Similar to the turn-by-turn directions offered by car GPS systems, the app offers its own version of turn-by-turn directions for the visually impaired. The app analyzes signals from Bluetooth beacons located along walkways and from smartphone sensors to help enable users to move without human assistance, whether inside campus buildings or outdoors.
The magic happens when algorithms are able to help the blind identify in near real-time where they are, which direction they are facing and additional surrounding environmental information. The computer vision navigation application tool turns smartphone images of the surrounding environment into a 3-D space model that can be used to issue turn-by-turn navigation guidance.
The NavCog project, which is a joint collaboration between IBM Research in Yorktown Heights, N.Y. and Carnegie Mellon, has particular meaning for one of the lead researchers on the project, IBM Fellow and visiting CMU faculty member Chieko Asakawa, who is visually impaired herself. It will soon be possible for her to walk across the CMU campus with the help of the NavCog app – and look just like any other person traversing the campus, listening to a smartphone with white earbuds in her ear.
That’s just the beginning, as Kris Kitani of the Robotics Institute of CMU told me. One major goal, of course, is to extend the coverage beyond just the buildings on the Carnegie Mellon campus that have been retrofitted with beacons. To encourage this, the scientists working on the project have made the entire NavCog platform open source by making it available to developers via the IBM BlueMix cloud. That makes it possible for other developers to develop other enhancements for the system and speed the rollout to other physical destinations.

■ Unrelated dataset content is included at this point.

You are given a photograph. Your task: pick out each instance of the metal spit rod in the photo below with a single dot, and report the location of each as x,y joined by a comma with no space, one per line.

The other primary goal, says Kitani, is to make the system possible for any environment, even one that does not include Bluetooth beacons. To make that possible, the university hopes to build on advances in computer vision as well as new work being conducted in the field of cognitive assistance, which is a research field dedicated to helping the blind regain information by augmenting missing or weakened abilities.
By using cameras for computer-aided vision, for example, it might be possible to develop a more accurate system that doesn’t require the presence of Bluetooth beacons. Moreover, this computer-aided vision, when combined with other localization technologies, potentially could make it possible to recognize everyday landmarks — such as a set of stairs or a barrier on the road — that might not be picked up with today’s sensors.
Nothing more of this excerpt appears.